Monday, October 12, 2009
Posted by Simon Halliday | Monday, October 12, 2009 | Category: Economics |
So, today the Sveriges Riksbank Prize in Economic Science in memory of Alfred Nobel, or the Nobel Prize in Economics, was awarded to Elinor Ostrom and Oliver E. Williamson. All over the web you've had incredibly famous economists announcing that they knew nothing of Elinor Ostrom's work. Astounding! Her book, Governing The Commons, is an incredibly important tract on how societies come up with novel, and socially determined, ways to deal with common property, or, in other words, to solve the prisoners' dilemma. I was introduced to her work during my Honours at the University of Cape Town by two of my professors, Justine Burns and Malcolm Keswell, the work of which we cemented during my Masters at UCT. They had been inclined to read her because of the influence of Samuel Bowles, who refers to Ostrom's work several times in his book Microeconomics: Behavior, Institutions, and Evolution. One of her papers also appears in a book for which Bowles is one of the editors, Moral Sentiments and Material Interests. Bowles also refers comprehensively in MBIE to Oliver Williams, specifically his application of Ronald Coase's theories.

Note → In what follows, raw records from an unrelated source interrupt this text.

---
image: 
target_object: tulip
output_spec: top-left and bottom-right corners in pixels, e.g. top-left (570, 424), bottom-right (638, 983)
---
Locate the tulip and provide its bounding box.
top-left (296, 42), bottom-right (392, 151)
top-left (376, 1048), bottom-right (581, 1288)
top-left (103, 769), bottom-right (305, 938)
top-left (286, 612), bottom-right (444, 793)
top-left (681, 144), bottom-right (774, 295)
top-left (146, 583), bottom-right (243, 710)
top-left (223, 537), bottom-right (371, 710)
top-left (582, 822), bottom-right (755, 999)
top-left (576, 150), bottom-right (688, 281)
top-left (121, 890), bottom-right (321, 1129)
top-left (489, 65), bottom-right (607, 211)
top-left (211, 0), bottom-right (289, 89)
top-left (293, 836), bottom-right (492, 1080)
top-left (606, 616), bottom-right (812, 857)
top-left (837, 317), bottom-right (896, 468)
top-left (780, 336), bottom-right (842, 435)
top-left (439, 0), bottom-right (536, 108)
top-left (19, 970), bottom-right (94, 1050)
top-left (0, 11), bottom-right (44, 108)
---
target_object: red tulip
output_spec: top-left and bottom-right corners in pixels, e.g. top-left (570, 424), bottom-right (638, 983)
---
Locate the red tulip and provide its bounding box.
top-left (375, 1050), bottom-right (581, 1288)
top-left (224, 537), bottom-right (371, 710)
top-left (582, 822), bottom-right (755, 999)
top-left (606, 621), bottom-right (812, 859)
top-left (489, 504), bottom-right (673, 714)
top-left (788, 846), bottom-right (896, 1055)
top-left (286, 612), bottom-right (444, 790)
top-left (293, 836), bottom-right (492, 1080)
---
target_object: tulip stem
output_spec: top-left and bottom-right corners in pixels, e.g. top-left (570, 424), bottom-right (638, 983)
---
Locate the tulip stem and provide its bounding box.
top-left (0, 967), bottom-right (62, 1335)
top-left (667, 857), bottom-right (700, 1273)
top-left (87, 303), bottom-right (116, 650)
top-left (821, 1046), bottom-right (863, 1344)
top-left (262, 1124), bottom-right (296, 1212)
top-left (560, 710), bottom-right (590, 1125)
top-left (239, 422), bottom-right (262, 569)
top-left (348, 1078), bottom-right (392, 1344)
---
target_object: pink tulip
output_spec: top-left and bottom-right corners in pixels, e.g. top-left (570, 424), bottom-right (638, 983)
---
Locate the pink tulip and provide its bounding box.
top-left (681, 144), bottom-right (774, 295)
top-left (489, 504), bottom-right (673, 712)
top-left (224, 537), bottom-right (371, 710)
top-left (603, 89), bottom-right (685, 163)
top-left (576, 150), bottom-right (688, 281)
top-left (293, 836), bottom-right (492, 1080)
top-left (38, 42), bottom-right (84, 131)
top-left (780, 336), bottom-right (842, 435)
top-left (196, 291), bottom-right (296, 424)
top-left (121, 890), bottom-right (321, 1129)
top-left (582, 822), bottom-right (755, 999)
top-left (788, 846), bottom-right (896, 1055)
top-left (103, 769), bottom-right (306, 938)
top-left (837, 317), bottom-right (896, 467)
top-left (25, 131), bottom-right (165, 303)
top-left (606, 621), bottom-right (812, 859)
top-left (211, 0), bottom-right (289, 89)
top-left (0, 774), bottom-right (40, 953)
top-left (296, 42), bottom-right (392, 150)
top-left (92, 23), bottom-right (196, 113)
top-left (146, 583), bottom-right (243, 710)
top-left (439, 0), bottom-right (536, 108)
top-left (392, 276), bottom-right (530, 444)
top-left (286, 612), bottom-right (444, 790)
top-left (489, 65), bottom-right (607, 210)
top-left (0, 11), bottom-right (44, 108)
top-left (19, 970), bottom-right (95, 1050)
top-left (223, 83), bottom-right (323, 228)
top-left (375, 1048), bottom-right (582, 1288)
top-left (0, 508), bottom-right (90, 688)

Bowles has a soft spot for Coase and argues for a synthesis of Herbert Simon, Karl Marx and Ronal Coase in order for us better to understand how markets function in non-market ways. Anyway, I just wanted to add my voice to the many stating how proud they are about the choice. I am most happy that Eugene "Efficient Markets' Fama didn't get it and that the 'markets aren't quite efficient' people did get it.